The average person spends over seven hours per day on screens. Most Muslims would be uncomfortable admitting how much of that time is in conflict with what they claim to value. The Quran swears by time and declares mankind in loss. The Prophet ﷺ said you will be asked how you spent your life. Neither of these accounting standards was intended only for the pre-digital world. They apply to the phone in your hand right now.
The Islamic principles that apply
Israf of time. Time is the most non-renewable resource available. The Prophet ﷺ identified free time as one of two most neglected blessings (Bukhari 6412). An hour of passive scrolling is an hour of free time used for something that produces neither benefit in this world nor reward in the next. This is not a minor issue in the Islamic framework — it is israf of one of the most significant gifts given.
Ghibah by scroll. The Prophet ﷺ defined ghibah as mentioning your brother in a way he would dislike (Muslim 2589). Scrolling through social media content that gossips, mocks, or reveals others’ faults — even without active participation — normalises ghibah and can constitute passive engagement with it. The person who regularly consumes this content and then scrolls on has not kept their eyes clean.
The qiblah of the heart. Whatever the heart orients toward most consistently becomes its effective centre. The person who checks their phone first thing in the morning before prayer has, in that moment, made the phone the first priority of consciousness. The person who reaches for the phone during any spare moment has trained the heart to default to the screen rather than to dhikr, reflection, or present awareness. This is a slow, cumulative spiritual damage that does not announce itself.
The Sunnah framework applied
The Prophet ﷺ said: “Part of a person’s good practice of Islam is leaving what does not concern him.” (Tirmidhi 2317, authenticated). Most of what social media offers does not concern you. Most news, most viral content, most trending topics have no bearing on your obligations, your relationships, or your development. The Sunnah provides the filter: does this concern me? Does it benefit me in deen or dunya? If not — leave it. This is not asceticism. It is the basic Islamic standard for the use of time.
Frequently Asked Questions
What does Islam say about social media and screen time?
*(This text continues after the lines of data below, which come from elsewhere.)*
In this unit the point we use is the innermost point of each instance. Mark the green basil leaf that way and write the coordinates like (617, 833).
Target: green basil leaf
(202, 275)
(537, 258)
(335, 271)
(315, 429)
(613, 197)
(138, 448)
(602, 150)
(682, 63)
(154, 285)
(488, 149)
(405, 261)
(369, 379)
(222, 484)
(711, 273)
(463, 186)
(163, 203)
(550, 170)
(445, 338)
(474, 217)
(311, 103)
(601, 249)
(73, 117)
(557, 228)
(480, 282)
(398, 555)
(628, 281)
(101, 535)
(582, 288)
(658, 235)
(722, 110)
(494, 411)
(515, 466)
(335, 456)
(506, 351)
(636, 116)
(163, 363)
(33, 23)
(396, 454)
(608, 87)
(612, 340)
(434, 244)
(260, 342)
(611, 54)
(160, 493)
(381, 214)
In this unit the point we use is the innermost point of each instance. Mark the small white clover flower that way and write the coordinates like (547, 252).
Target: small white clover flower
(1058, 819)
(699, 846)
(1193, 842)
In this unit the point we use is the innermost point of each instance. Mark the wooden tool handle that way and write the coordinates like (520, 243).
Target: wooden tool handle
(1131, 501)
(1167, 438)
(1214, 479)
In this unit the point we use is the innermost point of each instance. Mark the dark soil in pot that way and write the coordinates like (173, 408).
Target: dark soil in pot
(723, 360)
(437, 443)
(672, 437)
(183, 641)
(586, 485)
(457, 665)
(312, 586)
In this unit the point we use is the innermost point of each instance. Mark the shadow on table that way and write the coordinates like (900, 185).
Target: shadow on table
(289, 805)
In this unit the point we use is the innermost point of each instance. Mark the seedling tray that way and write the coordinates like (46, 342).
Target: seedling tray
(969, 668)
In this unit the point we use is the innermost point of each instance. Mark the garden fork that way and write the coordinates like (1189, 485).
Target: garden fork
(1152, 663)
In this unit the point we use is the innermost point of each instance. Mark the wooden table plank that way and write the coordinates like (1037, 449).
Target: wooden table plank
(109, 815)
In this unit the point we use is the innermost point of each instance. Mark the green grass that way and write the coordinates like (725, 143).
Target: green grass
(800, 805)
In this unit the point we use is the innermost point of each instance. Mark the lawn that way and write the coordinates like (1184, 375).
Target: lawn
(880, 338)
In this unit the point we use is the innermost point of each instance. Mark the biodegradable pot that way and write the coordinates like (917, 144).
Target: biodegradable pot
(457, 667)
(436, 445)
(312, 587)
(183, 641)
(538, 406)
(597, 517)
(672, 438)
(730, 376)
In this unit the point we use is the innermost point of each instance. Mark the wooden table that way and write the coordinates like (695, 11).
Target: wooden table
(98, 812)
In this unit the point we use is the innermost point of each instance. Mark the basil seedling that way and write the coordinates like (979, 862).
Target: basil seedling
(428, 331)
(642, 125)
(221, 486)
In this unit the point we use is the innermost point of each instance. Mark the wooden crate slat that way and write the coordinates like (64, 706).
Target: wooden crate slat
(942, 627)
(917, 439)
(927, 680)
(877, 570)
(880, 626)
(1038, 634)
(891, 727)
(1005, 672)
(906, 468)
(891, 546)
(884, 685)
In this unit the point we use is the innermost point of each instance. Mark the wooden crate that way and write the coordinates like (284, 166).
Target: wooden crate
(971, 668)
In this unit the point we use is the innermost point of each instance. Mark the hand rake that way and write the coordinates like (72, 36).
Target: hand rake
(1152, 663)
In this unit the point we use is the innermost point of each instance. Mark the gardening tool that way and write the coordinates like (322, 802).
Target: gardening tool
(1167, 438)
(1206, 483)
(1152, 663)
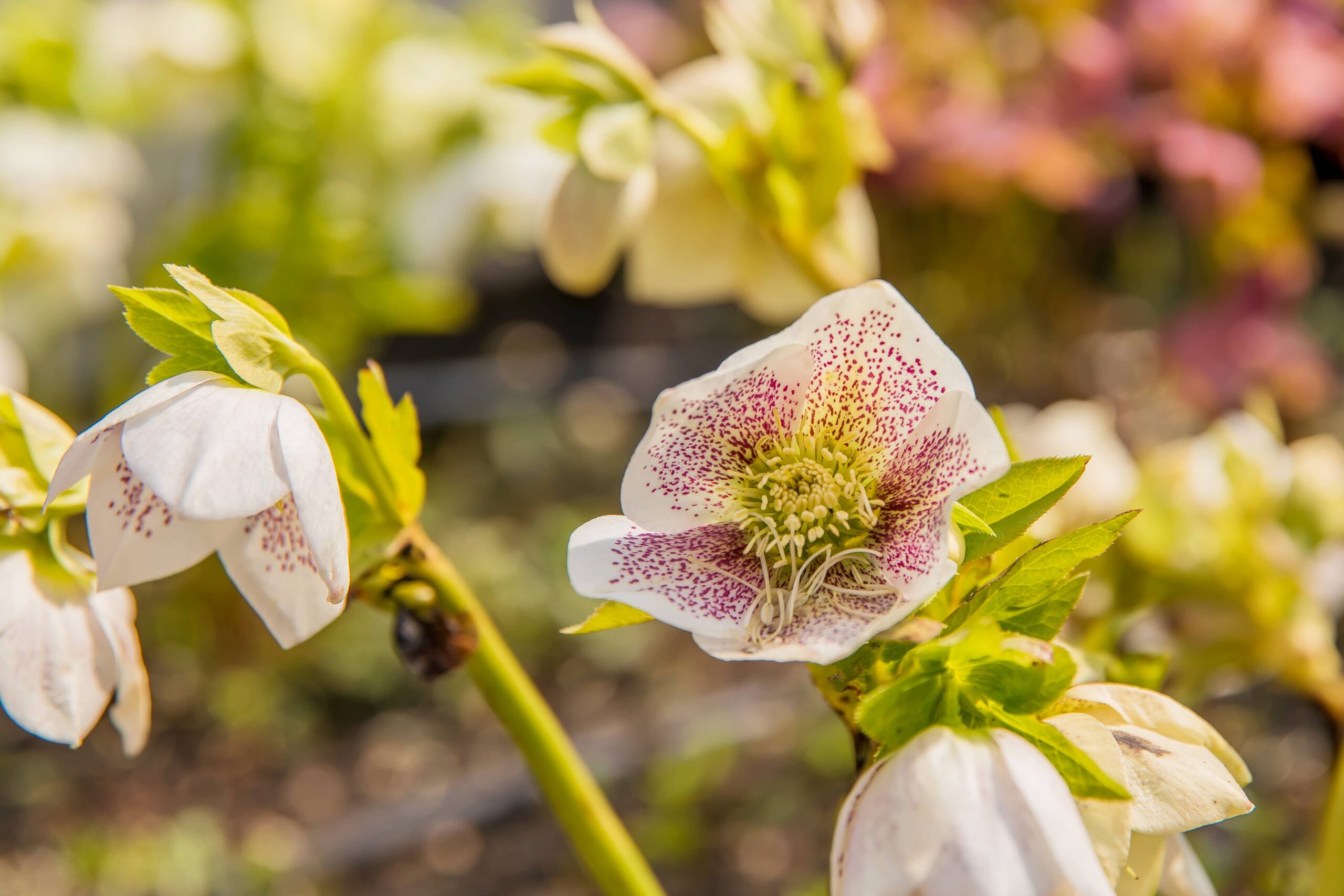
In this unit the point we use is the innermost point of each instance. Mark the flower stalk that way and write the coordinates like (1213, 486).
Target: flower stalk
(574, 796)
(581, 806)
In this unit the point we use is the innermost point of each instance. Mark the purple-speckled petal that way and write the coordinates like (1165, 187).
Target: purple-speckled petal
(698, 581)
(828, 628)
(705, 433)
(878, 367)
(954, 450)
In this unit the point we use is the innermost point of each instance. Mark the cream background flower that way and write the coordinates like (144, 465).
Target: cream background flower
(963, 815)
(198, 465)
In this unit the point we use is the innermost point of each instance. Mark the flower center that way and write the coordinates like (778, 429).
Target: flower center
(807, 507)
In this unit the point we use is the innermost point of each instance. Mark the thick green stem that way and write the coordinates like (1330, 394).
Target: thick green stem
(575, 798)
(1330, 866)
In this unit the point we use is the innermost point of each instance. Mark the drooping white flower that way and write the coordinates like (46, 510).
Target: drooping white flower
(65, 649)
(1180, 774)
(1070, 428)
(963, 815)
(797, 500)
(198, 465)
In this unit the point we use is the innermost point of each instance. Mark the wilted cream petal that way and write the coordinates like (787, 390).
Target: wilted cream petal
(57, 668)
(1177, 786)
(1127, 704)
(1107, 820)
(589, 224)
(116, 613)
(1183, 873)
(1144, 867)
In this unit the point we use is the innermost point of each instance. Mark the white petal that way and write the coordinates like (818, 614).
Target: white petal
(704, 436)
(826, 629)
(687, 251)
(1054, 808)
(308, 467)
(1183, 875)
(698, 581)
(591, 220)
(116, 613)
(1116, 704)
(952, 816)
(78, 461)
(1107, 820)
(1175, 786)
(269, 561)
(878, 367)
(57, 669)
(954, 450)
(1144, 867)
(209, 455)
(135, 536)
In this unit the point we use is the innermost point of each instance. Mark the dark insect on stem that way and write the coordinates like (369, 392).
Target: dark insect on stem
(430, 642)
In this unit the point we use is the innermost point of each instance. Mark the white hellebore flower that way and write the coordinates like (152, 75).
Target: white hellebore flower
(198, 465)
(65, 650)
(963, 815)
(796, 501)
(1180, 773)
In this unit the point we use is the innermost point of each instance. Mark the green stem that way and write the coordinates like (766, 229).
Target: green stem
(575, 798)
(1330, 866)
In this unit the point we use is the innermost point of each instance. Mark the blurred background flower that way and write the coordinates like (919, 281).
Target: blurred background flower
(1132, 202)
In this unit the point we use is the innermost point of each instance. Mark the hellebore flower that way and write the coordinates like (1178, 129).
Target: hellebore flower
(1069, 428)
(65, 649)
(198, 465)
(963, 815)
(796, 501)
(1180, 773)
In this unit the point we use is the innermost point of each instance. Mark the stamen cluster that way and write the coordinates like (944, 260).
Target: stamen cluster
(807, 505)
The Islamic framework applies directly: time is accounted for (Tirmidhi 2417); free time is a neglected blessing (Bukhari 6412); part of good Islam is leaving what does not concern you (Tirmidhi 2317); ghibah content consumed passively is still ghibah-engagement; israf of time is prohibited. The Sunnah test is simple: does this benefit my deen or my dunya in a real way? If not — it falls under what should be left. This does not mean no screen use; it means deliberate, purposeful screen use evaluated against the prophetic standard.
Part of good Islam is leaving what does not concern you. Before you open the app — ask. Does this concern me? If not, do not open it. The test is that simple and that demanding.